L'impatto della corona proteica sulla cattura e la funzionalità delle nanoparticelle

‘Protein corona’ is the term used to define the outer layer of endogenous proteins that forms on the surface of nanoparticles as soon as they contact with biological fluids. Despite being overlooked for several years, this is the first step that affects nanoparticle pharmacokinetics and clearance by the mononuclear phagocyte system. However, reliably understanding nanoparticle-protein interactions and how the subsequent corona influences their fate relies on choosing appropriate methodology and protein source. This work demonstrates the importance of using species-specific and fit-for-purpose materials when studying the formation of the protein corona and respective functional effects. Using human serum, we show that poly(2-oxazoline)-coated nanoparticles exhibit a completely different behaviour compared to non-human models, being selectively uptaken by dendritic cells.
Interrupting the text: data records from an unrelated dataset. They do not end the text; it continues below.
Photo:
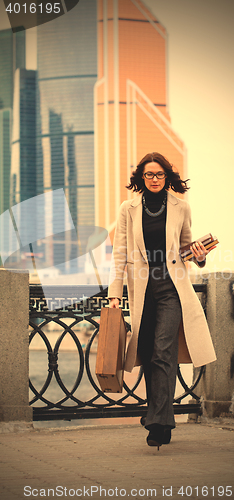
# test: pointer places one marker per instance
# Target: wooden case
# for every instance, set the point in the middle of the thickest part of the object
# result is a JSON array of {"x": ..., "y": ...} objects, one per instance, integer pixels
[{"x": 111, "y": 350}]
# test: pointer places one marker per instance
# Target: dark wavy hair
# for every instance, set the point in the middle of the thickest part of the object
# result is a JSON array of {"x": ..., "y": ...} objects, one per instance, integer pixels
[{"x": 173, "y": 179}]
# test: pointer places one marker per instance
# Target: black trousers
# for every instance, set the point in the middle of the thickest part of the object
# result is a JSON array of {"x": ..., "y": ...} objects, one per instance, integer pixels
[{"x": 158, "y": 346}]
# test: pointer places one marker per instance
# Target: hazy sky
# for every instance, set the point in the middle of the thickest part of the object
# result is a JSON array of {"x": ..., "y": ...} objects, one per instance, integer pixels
[{"x": 201, "y": 106}]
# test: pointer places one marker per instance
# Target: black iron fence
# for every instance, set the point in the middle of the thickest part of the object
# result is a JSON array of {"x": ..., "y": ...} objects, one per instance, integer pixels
[{"x": 64, "y": 326}]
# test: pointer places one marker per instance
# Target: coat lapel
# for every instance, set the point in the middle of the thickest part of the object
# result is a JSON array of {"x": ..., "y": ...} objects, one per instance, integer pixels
[{"x": 135, "y": 210}]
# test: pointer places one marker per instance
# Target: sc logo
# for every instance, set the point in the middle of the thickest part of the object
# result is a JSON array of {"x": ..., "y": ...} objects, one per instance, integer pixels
[{"x": 24, "y": 14}]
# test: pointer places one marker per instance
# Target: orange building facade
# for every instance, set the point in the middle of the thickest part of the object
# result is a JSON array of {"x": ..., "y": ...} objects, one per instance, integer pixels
[{"x": 130, "y": 102}]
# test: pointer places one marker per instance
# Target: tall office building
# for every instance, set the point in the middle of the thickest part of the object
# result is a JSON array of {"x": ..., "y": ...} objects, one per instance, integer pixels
[
  {"x": 12, "y": 56},
  {"x": 131, "y": 111},
  {"x": 67, "y": 72}
]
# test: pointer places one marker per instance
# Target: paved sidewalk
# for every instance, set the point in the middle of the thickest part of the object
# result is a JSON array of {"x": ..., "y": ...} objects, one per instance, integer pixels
[{"x": 115, "y": 461}]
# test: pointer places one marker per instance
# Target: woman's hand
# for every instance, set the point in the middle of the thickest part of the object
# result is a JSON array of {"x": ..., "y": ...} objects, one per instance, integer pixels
[
  {"x": 114, "y": 303},
  {"x": 199, "y": 251}
]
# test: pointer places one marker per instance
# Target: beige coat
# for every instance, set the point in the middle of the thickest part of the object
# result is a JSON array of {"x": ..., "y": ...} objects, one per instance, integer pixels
[{"x": 129, "y": 248}]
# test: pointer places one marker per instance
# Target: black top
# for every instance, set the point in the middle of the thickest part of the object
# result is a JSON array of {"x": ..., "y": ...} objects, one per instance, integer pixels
[{"x": 154, "y": 228}]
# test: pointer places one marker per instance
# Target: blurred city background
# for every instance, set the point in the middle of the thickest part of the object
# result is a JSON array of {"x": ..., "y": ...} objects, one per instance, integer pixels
[{"x": 82, "y": 99}]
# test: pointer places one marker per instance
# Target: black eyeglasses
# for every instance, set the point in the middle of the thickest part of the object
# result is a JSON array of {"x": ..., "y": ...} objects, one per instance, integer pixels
[{"x": 151, "y": 175}]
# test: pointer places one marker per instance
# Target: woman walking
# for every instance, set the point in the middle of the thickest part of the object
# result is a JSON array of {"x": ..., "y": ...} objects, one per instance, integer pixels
[{"x": 150, "y": 230}]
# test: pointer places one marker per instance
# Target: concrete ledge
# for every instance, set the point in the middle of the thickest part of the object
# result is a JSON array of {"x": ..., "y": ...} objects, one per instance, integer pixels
[{"x": 15, "y": 413}]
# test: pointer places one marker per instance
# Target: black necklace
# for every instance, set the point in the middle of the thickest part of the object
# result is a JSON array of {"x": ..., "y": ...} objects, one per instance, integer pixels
[{"x": 154, "y": 214}]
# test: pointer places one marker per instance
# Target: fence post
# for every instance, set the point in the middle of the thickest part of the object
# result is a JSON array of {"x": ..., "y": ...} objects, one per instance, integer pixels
[
  {"x": 217, "y": 384},
  {"x": 14, "y": 351}
]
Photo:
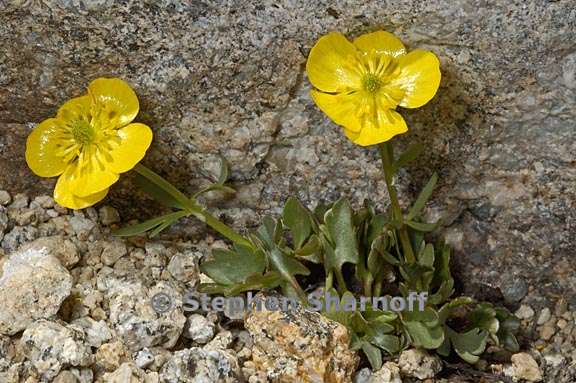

Furthermore, we identify two different components mediating this uptake, namely the complement system and type A scavenger receptors, competing with naturally occurring oxidized LDL. Then, by using different MXenes, we show how the constitution of corona can be directly correlated with effects on the intrinsic coagulation system and the complement pathways. Finally, we illustrate the need for improving and standardizing methodology with two case studies. Ultimately, our findings reveal that studying the protein corona using relevant models is crucial, and neglecting it can lead to misinterpretation of in vitro screenings.